Just like our stack implementation in the previous lecture, one way to implement a queue is to store the elements in an array.
The easiest implementation also keeps track of three numbers. The size could be as small as zero or as large as the number of items in the array. The index of the front element is stored in the first member variable. The front item in the queue is at that index of the array. The next item is after the first one and so on until the rear of the queue that occurs at the index stored in a member variable called last.
This shows how the member variables change when an item leaves the queue.
And this shows how the member variables change when a new item enters the queue. For a fixed size array, a new item may enter only if the current size of the queue is less than the size of the array. For a dynamic array, we could increase the size of the array when the queue grows beyond the current array size.
An array implementation of a queue must have special behavior when the rear of the queue reaches the end of the array. In this example, suppose we want to add the number 4 to the queue. We can do so…
…by putting it at location 0 (if that location is not already used).
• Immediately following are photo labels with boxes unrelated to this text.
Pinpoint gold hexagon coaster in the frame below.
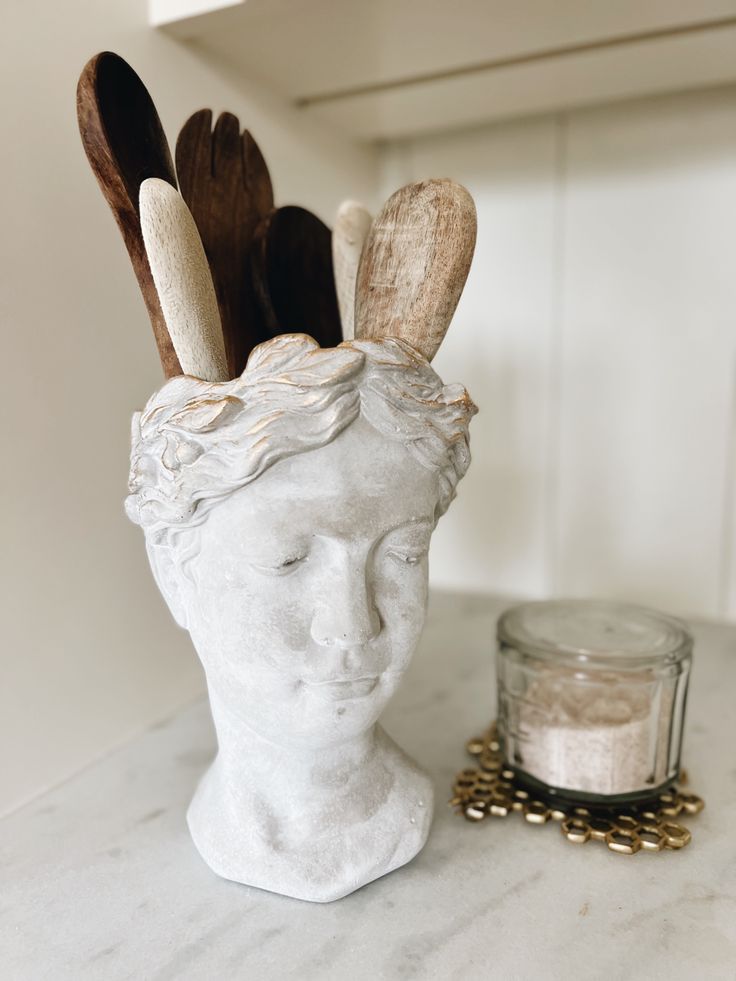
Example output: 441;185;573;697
450;723;705;855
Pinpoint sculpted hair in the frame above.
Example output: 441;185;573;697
125;334;477;544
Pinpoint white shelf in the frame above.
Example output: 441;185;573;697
150;0;736;140
0;595;736;981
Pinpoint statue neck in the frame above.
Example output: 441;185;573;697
210;691;380;811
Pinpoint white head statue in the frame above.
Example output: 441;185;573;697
126;334;476;900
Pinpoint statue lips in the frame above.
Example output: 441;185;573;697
308;675;378;701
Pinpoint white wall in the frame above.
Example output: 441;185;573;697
383;87;736;620
0;0;376;810
5;0;736;810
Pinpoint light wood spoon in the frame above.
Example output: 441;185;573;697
77;51;181;378
332;201;373;341
140;178;229;381
355;178;476;361
176;109;273;378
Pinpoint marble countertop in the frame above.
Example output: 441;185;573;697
0;594;736;981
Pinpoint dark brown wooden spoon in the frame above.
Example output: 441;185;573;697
77;51;181;378
252;205;342;347
176;109;273;378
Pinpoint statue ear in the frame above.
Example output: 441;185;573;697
355;179;476;361
146;541;189;630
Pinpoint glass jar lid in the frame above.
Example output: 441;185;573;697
498;600;692;668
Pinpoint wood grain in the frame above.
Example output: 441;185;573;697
355;179;476;361
140;178;228;381
332;201;373;340
77;51;181;378
252;205;342;347
176;109;273;378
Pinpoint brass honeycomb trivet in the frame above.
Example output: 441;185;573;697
450;723;705;855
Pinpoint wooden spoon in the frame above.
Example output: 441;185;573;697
176;109;273;378
140;178;229;381
355;179;476;361
252;205;342;347
332;201;373;340
77;51;181;378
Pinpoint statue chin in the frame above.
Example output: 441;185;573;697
187;725;433;903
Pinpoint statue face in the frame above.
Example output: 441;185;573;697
178;418;439;748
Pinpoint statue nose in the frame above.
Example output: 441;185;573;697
311;563;383;650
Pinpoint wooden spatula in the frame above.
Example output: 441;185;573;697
355;179;476;361
176;109;273;378
332;201;372;341
77;51;181;378
252;205;342;347
140;178;228;381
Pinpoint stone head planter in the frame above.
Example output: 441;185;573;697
77;46;476;902
126;334;475;901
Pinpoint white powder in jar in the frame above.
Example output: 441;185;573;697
516;668;672;794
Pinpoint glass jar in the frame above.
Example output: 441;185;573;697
497;600;692;803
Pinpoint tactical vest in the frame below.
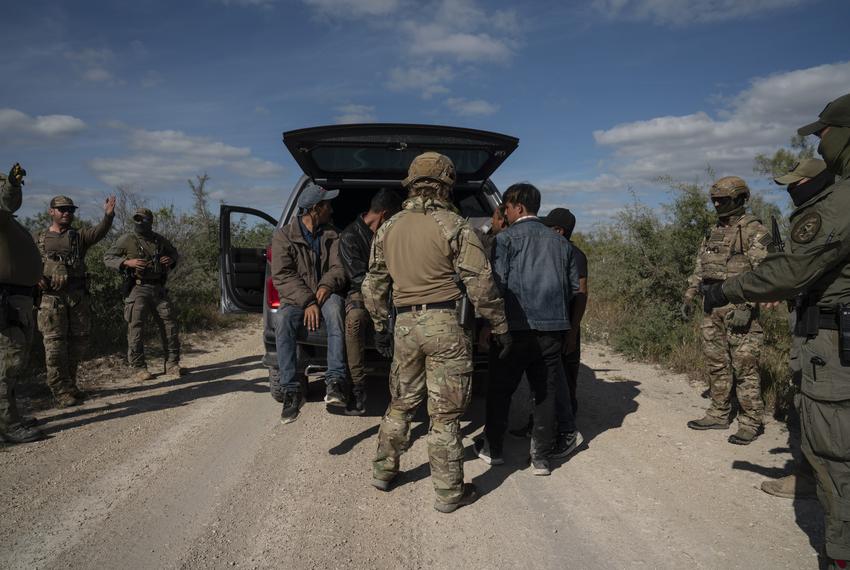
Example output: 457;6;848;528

A linked list can also be used to implement a queue, but we must maintain both a head and a tail pointer because we need access to both the front and the rear of the queue.
Does it matter which end of a singly-linked list we use for the front of the queue?
Of course, we could put the front of the queue at the end of the linked list, but it would be hard to remove an item. Do you see why?